Quentin A. Fendelet, Corp. VP - CAO of Vicor Corp (NASDAQ:VICR), sold 2,299 shares of common stock on March 2, 2026, for $204.72 per share, generating proceeds of $470,653. On the same day he exercised non-qualified stock options to acquire 2,000 shares at $71.74 per share, at a cost of $143,480. Vicor's shares have risen 245% over the past year and are trading at a P/E ratio of 75.95; InvestingPro analysis indicates the stock appears overvalued relative to its Fair Value.

Key Points

  • Quentin A. Fendelet, Corp. VP - CAO of Vicor Corp, sold 2,299 shares at $204.72 on March 2, 2026, for $470,653.
  • On the same day, Fendelet exercised 2,000 Non Qualified Stock Options at $71.74 per share, costing $143,480.
  • Vicor shares have risen roughly 245% over the past year and trade at a P/E ratio of 75.95; InvestingPro analysis flags the stock as appearing overvalued relative to Fair Value.
  • Sectors impacted: public equities and corporate governance monitoring; implications relevant to investors focused on valuation and insider activity.

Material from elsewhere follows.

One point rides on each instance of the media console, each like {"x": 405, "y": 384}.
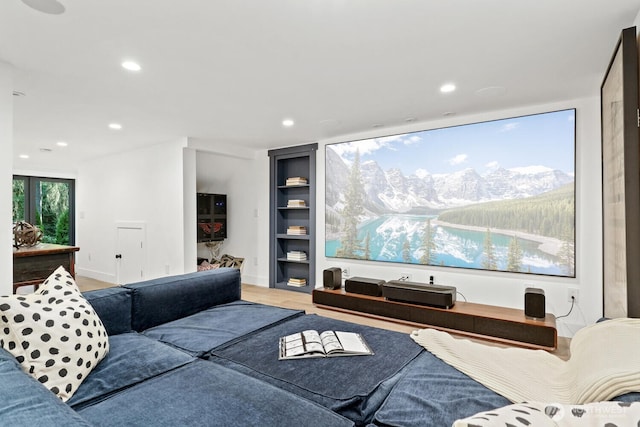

Corporate vice president and chief accounting officer Quentin A. Fendelet executed two related equity transactions in Vicor Corp (NASDAQ:VICR) on March 2, 2026. In a sale of common stock, Fendelet disposed of 2,299 shares at $204.72 each, producing gross proceeds of $470,653. The sale price was close to the stock's 52-week high of $209.53.

Also on March 2, Fendelet exercised Non Qualified Stock Options to acquire 2,000 shares of Vicor common stock at an exercise price of $71.74 per share, for a total exercise cost of $143,480. The options exercise and the contemporaneous sale of existing shares were reported as separate items but occurred on the same date.

The transactions come against the backdrop of a substantial run-up in Vicor's market value over the last year - the shares have climbed approximately 245% over the past 12 months. At the time of the reported sale, the company was trading at a price-to-earnings ratio of 75.95.

Valuation services referenced by market analysis indicate that Vicor currently appears overvalued compared with its calculated Fair Value. For investors seeking a deeper examination of the company’s valuation and financial profile, comprehensive research is available through the referenced Pro Research Report covering this name and a wide set of other U.S. equities.


Context and mechanics

Insider sales and option exercises are common mechanisms by which executives realize value from long-held equity grants or meet tax and liquidity needs tied to compensation. In this instance, the sale occurred at a price close to the stock's 52-week high while the option exercise price was materially lower than the sale price, reflecting the difference between the grant strike and current market levels.

Investors monitoring corporate insiders and valuation metrics may consider both the size and timing of these moves alongside the company’s broader financials and market performance. The reported P/E ratio and the cited overvaluation assessment provide data points for evaluating how the equity is trading relative to earnings and modeled fair value.


Methodology note

The transactions reported here are based on disclosed filings and the valuation commentary referenced in market analysis. Details are limited to the specific figures and descriptions provided in those reports.

Risks

  • Insufficient context on the reasons behind the insider sale and option exercise - this limits interpretation of insider intent and could affect investor perception in the equities market.
  • Valuation uncertainty - the referenced analysis indicates the stock appears overvalued relative to Fair Value, posing potential downside risk for equity investors if valuations re-rate.
  • Market concentration risk - the stock's 245% gain over the past year implies elevated price sensitivity; significant price movements could influence related portfolio positions in the public equities sector.